Ir a Milán y no comprar ropa es como comer un hot dog sin pan. Pero eran los últimos euros del viaje y solamente podía mirar las vitrinas de las lujosas tiendas en la galería Vittorio Emmanuele II, ni menos, recorrer Buenos Aires. No, no es un error: la calle dedicada al shopping en Milán se llama Buenos Aires.
La idea era hacer couchsurfing, pero terminé alojando en un hostal más o menos retirado de las principales atracciones de la segunda ciudad más grande de Italia, pero que al fin y al cabo, resultó ser cómodo. Mi tren había llegado (raramente) a la hora a Milano Centrale, así que tras dejar las cosas en mi habitación, salí a recorrer la ciudad. Lo primero fue la Catedral de Milán, también conocida como el Duomo.
Aunque la entrada al Duomo es gratuita, puedes pagar por subir a las terrazas, a pie o por ascensor, desde donde puedes apreciar la ciudad en su esplendor, desde las 9 de la mañana y hasta las 6 de la tarde. Claro que las filas por entrar pueden llegar a ser eternas y, finalmente, abandoné la idea.

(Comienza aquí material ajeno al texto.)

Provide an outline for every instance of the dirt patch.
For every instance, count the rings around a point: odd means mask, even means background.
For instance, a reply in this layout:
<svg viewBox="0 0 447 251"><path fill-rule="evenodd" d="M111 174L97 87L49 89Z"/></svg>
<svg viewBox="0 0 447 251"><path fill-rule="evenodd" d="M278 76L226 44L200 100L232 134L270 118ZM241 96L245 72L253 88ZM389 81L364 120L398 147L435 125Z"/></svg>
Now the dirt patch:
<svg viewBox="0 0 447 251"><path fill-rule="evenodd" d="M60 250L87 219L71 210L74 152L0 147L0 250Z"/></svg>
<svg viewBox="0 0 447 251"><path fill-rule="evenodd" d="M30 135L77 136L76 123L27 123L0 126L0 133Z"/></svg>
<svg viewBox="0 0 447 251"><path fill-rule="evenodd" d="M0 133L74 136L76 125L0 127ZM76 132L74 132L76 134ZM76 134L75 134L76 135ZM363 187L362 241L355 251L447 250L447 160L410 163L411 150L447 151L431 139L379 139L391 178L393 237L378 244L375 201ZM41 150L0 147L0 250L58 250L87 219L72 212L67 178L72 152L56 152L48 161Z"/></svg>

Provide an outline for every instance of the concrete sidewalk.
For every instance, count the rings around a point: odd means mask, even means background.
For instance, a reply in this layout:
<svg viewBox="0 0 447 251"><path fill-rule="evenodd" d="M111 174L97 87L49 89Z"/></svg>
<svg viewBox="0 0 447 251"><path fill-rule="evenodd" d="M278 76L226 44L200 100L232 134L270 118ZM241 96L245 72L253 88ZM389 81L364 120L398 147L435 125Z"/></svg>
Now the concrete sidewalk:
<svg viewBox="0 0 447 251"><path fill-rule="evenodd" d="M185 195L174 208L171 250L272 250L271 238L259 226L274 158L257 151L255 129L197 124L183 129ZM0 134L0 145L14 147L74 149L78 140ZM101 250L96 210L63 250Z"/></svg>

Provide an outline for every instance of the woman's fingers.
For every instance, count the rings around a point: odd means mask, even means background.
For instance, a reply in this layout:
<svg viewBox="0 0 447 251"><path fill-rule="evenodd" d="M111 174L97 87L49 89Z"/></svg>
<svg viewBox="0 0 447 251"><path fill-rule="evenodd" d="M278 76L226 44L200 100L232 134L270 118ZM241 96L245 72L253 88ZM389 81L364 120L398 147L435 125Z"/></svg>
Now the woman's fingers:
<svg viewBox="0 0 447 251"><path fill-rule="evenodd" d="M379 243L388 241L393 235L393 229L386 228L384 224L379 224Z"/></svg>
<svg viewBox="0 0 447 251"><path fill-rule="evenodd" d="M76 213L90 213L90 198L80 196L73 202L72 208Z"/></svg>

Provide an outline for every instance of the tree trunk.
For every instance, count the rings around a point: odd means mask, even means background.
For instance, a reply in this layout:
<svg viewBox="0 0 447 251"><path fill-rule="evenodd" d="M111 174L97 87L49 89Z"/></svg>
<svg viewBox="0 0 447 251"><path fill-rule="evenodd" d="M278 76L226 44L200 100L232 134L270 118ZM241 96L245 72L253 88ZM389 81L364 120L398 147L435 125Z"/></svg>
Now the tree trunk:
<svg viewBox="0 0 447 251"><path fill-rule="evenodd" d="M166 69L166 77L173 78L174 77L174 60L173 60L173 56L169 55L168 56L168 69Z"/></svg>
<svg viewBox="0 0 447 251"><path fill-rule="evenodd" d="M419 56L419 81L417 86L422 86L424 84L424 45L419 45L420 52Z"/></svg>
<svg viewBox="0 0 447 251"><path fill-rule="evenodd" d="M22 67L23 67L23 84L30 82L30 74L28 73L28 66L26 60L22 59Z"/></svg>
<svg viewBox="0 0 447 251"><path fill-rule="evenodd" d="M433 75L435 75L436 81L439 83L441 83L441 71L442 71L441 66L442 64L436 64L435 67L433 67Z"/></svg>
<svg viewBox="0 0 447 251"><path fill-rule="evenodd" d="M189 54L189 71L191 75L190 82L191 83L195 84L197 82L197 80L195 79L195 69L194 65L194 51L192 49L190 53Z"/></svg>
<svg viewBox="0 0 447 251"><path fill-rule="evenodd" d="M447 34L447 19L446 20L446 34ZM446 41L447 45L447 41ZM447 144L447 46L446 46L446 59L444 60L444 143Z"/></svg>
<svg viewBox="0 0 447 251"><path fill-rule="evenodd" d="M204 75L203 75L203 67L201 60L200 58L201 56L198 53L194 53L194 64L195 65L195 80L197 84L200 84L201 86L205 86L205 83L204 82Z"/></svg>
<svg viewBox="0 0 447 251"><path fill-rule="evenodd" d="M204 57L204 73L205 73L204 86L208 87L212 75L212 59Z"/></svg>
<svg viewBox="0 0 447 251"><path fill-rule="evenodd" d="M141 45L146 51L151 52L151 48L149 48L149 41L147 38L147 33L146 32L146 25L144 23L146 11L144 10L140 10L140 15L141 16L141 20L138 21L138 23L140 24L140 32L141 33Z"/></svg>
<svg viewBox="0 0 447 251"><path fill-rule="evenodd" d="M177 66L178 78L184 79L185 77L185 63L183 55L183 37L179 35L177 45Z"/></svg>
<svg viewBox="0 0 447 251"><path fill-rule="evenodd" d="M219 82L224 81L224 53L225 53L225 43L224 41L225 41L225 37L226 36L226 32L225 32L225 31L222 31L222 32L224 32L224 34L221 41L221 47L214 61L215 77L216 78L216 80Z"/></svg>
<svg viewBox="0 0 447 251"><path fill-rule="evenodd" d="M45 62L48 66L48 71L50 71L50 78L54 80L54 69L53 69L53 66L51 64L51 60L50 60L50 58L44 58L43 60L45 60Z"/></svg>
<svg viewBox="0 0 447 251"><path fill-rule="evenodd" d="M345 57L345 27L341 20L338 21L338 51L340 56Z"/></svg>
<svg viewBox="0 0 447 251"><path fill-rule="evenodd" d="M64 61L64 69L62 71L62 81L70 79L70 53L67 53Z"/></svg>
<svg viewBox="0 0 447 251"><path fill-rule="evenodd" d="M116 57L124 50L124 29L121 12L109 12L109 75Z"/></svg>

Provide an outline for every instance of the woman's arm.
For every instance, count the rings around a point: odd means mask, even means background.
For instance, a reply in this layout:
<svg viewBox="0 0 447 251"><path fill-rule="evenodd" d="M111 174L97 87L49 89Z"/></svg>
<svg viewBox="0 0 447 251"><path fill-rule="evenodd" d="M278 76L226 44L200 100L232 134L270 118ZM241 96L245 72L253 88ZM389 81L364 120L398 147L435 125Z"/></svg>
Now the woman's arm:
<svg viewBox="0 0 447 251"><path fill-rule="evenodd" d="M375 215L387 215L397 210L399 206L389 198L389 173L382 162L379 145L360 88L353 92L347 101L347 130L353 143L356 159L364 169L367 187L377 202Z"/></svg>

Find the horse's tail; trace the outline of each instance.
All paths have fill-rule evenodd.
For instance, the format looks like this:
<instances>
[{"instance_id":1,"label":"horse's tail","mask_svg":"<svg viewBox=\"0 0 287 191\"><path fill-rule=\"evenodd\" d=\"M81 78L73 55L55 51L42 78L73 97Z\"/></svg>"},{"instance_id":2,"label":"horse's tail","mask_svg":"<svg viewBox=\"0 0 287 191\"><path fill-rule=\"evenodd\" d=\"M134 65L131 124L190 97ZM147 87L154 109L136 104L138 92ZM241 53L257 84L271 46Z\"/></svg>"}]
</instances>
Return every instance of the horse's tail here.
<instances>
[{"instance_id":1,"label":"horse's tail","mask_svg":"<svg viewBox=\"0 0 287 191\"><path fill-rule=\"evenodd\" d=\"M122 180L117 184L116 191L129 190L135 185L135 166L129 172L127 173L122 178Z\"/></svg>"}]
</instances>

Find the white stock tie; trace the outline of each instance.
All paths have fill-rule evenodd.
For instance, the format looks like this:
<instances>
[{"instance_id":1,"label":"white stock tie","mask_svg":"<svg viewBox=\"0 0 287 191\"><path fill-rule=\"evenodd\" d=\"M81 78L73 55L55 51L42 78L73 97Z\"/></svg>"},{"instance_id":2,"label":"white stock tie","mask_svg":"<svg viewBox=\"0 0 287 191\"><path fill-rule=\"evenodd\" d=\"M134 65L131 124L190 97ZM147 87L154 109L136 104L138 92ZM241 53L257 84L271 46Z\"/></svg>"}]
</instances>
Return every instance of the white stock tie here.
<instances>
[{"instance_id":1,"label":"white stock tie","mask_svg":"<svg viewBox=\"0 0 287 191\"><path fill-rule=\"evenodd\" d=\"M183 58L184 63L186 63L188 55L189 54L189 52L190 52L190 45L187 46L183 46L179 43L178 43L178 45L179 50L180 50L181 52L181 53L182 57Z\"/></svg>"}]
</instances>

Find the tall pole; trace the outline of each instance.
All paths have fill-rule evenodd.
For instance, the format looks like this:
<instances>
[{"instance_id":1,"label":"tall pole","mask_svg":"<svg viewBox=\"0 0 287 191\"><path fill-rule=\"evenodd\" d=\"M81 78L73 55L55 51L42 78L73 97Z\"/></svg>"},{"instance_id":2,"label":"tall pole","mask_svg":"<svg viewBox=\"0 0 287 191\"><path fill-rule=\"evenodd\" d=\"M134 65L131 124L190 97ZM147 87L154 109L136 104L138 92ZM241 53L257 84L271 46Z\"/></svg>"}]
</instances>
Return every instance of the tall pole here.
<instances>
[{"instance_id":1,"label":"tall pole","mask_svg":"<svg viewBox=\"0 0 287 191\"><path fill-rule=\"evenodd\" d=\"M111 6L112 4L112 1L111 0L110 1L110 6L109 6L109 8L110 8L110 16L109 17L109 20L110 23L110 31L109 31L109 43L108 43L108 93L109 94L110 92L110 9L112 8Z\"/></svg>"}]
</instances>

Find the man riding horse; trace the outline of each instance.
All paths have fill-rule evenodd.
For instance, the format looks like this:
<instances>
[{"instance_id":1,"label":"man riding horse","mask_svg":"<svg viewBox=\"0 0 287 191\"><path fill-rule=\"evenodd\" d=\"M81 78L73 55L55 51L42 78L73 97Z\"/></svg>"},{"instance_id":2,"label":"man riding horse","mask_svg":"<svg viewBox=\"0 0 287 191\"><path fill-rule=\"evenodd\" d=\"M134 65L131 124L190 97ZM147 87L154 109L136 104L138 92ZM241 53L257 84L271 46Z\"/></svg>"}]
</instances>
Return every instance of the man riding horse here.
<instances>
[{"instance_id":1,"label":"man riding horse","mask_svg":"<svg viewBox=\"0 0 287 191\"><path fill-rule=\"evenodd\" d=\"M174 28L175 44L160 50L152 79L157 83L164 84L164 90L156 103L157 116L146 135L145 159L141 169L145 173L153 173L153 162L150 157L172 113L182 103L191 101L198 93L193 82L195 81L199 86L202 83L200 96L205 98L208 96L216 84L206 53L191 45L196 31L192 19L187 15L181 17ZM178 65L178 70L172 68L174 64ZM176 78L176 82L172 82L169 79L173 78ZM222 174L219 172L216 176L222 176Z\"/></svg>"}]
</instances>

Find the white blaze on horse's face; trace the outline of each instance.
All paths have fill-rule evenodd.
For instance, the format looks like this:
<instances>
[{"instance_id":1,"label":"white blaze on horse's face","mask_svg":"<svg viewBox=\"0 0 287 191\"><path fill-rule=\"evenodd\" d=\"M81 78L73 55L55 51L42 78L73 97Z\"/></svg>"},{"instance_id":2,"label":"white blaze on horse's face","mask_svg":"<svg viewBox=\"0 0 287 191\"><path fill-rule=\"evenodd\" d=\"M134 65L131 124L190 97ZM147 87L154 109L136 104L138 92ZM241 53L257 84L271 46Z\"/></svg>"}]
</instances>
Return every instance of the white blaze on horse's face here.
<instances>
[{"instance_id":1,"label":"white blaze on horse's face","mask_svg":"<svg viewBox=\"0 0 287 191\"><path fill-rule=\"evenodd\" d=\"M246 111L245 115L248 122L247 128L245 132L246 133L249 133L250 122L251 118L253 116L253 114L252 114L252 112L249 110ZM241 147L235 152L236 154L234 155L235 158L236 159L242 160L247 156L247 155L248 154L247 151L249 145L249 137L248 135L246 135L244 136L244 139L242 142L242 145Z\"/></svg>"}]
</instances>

Al día siguiente volví más temprano, pero me encontré con un italiano tratando de tomarme del brazo para darme semillas para alimentar a las palomas, y aquí hay que tener ojo, porque primero dicen que es gratis, luego te piden dinero y realmente son muy insistentes, así que mi consejo es simplemente ignorarlos. No intentes decirles "no, gracias" en ningún idioma, porque te perseguirán por la plaza y terminarás amenazando/recibiendo amenazas de ir a la policía. Por lo que me contaron, claro, no es como que me haya puesto a pelear con uno de ellos a gritos en la calle porque no me dejaba en paz, obvio que no.
Pasado ese mal rato, me dirigí a la Galería Vittorio Emmanuele II en busca de mejorar mi suerte. La tradición dice que hay que pisarle, mejor dicho, poner el taco en el agujero donde se alguna vez estuvieron los testículos del toro y dar tres vueltas para tener buena suerte, o para volver a Milán, depende de quién te diga de qué se trata la tradición.
De ahí, las cosas mejoraron considerablemente. Bueno, al menos no volví a pelear con otro italiano, aunque me quedé sin ver "La última cena", en la iglesia Santa Maria delle Grazie. Eso, por mi falta de planificación, ya que hay que comprar tickets con anticipación para poder ver el muro sobreviviente de la Segunda Guerra Mundial con el conocido cuadro de Leonardo da Vinci.
Pero sin desanimarme, intenté perderme en las calles de Milán, porque es la mejor forma de conocer la ciudad. Y me pareció que muchos edificios me recordaban a partes de Santiago. Claro, porque muchos de nuestros edificios emulaban la arquitectura con la que se reconstruyeron varias ciudades después de la guerra. Así, por ejemplo, me sentí como en casa, y hasta le tomé más cariño a nuestra querida capital. Ahí fue cuando después de mucho tiempo arrugando la nariz cuando algún extranjero me decía que Santiago era "muy europea" entendí a qué se referían con eso.
Siendo bien honesta, creo que lo que más me gustó de Milán fue esa semejanza con algunos de mis barrios favoritos de Santiago, mezclado con la cultura del "puccino" al desayuno, el espresso o el corretto, que es un espresso con algún licor como grappa o sambuca, aunque está lejos de tener ese encanto de Florencia o Venecia. Milán es mucho más ciudad que atracción turística, y tal vez por eso algunos italianos la consideran una ciudad "fea".
Para encantarse con Milán, lo mejor es recorrer el castillo Sforzesco, el aledaño Parque Sempione y de ahí comenzar el recorrido fuera del plano, aunque de una u otra forma, todas las calles llevan al Duomo... O al metro.